Justice pour nos langues !

Une simple loi permettrait de sauver
l’enseignement immersif en langue autochtone

La sécurisation de l’enseignement immersif en langue autochtone pratiqué dans les établissements privés sous contrat est possible sans modification de la Constitution. La censure du Conseil constitutionnel laisse, en effet, un espace pour légiférer, aussi étroit qu’il puisse être.

La situation de l’enseignement immersif en breton, que le rapport Bernabé-Dubourg-Lavroff et les propos du ministre de l'éducation ont pris pour cible, est particulièrement inquiétante depuis le blocage du contrat État-Région par le pouvoir central, auquel est venue s’ajouter, depuis, la décision du Conseil constitutionnel rendant inconstitutionnel cette méthode d’enseignement pour les langues dites « régionales », suite aux manœuvres de l'exécutif1.

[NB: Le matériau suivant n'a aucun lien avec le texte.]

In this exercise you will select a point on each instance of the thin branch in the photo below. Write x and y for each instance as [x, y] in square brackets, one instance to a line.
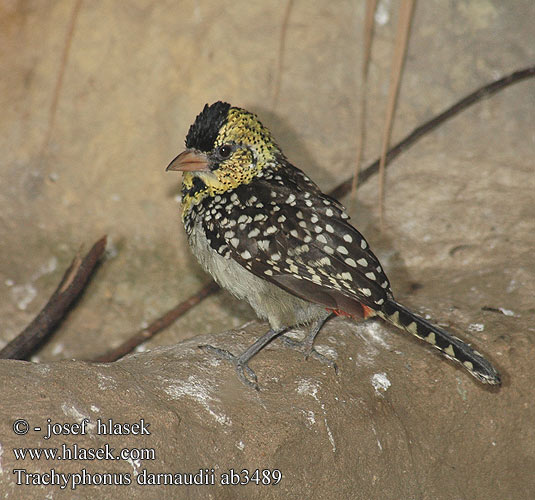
[402, 37]
[71, 286]
[368, 35]
[282, 45]
[424, 129]
[163, 322]
[61, 73]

Le gouvernement, fidèle à sa ligne de conduite, semble vouloir gagner du temps et s’attache à la curieuse option d’une circulaire, qui se heurte pourtant à l’inconstitutionnalité qui ressort de la décision no 2021-818 DC du Conseil constitutionnel2. Face à une telle situation, les parlementaires peuvent-ils agir ? En l’absence de volonté du président de la République de modifier la Constitution, seule la voie législative pourrait, en effet, être à même de sécuriser l’enseignement immersif en langue autochtone tel qu’il est pratiqué dans le privé sous contrat.

Étant donné, d’une part, qu’entre le privé et le public, il existe un statut mixte, par le biais des contrats avec l’État, qui permet d’étendre le service public au privé, et, d’autre part, que l’enseignement immersif au sein de ce service public est inconstitutionnel, le législateur pourrait faire preuve d’audace et se montrer innovant en créant un nouveau statut mixte. Il pourrait concevoir une loi instituant un « service d'intérêt majeur » pour une catégorie du privé, qui sans relever du service public, bénéficierait des mêmes avantages.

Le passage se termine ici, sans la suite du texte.